The verizon commercial has a magical pinata. Candy just keeps coming out. It must be a portal to a candy universe.
the reason why you were crawling on your hands and knees from room to room last night was because you thought the ceiling fans were chasing you...
that makes sense.
sober me hid the cigs from drunk me. sober me is a tricky bitch.
that's almost as bad as that time i almost ashed in a baby carriage
just looked up how to break up with someone nicely on google. glad to know im not the only one who looks up this shit.
Dwarf fight at five guys. Today was a good day.
You know I told you about that hammering at 3 AM yesterday? Turns out it was Holly beating the lock out of her door with a mallet because she'd forgotten her keys.
Doesn't she keep a spare?
Drunk Holly doesn't listen to Sober Holly's plans.
Also what is the name of Americas thing where we had a holy obligation to expand westward? I'm going name my new lighter that.

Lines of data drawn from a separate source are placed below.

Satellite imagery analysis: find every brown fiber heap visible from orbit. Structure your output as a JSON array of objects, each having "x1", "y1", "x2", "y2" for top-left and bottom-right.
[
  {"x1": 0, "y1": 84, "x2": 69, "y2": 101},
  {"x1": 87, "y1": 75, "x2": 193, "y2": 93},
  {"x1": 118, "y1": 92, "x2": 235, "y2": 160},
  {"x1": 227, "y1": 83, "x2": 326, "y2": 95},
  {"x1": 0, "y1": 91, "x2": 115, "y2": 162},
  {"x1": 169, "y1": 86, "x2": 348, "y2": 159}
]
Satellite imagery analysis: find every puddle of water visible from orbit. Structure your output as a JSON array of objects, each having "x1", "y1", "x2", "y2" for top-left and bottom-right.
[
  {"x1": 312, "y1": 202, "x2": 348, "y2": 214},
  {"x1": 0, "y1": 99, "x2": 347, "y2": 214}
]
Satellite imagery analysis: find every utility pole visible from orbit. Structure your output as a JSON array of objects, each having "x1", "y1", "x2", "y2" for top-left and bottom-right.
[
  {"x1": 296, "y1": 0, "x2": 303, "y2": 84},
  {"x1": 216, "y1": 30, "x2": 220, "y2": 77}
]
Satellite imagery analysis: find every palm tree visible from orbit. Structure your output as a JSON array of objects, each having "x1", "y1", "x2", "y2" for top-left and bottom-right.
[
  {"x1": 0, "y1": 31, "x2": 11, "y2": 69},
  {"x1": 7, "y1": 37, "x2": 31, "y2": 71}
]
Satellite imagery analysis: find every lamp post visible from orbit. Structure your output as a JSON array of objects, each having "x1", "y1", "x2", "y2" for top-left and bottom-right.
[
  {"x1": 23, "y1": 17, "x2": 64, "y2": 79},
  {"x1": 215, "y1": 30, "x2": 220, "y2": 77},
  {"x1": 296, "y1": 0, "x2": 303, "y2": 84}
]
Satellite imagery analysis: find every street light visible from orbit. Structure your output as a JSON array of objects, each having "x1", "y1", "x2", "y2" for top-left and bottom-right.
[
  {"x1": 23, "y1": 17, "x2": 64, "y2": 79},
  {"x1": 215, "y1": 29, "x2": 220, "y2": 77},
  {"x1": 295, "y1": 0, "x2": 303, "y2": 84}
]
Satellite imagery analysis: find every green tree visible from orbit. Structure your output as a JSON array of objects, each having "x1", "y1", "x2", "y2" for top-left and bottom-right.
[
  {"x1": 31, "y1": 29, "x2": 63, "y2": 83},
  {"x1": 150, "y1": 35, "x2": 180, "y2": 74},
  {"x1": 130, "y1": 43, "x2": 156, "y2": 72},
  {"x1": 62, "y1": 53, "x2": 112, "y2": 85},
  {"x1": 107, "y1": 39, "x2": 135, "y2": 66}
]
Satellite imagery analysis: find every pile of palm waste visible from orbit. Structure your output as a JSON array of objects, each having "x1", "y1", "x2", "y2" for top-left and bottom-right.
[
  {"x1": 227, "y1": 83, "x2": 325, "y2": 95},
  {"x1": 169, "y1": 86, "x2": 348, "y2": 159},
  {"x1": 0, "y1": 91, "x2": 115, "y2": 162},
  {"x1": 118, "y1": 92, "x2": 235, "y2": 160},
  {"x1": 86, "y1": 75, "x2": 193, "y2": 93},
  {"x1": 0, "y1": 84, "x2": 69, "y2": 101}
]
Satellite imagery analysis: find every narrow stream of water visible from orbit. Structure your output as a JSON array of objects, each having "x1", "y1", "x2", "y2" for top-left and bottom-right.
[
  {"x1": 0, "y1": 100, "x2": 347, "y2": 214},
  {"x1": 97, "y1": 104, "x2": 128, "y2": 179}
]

You need to call dibs on the blond with the tits. It's your birthday.
Haha hell yea
Because if someone gets to see those.. It should be you. It's like God telling you Happy Birthday.
Hey ask him if he likes swappy seconds
I am drunk please bring Taco Bell and sex
Never mind I found pizza just bring sex
She told me she ate a whole pizza today, and I just wanted to hug her forever.
stoners and superglue do NOT mix
The impromptu 'dance party' was just three white dudes flailing arrhythmically in the kitchen in absolute silence. Stone cold sober.
He brought me a bottle of Jack, got me off 3 times, & then left. This is the best fakelationship ever!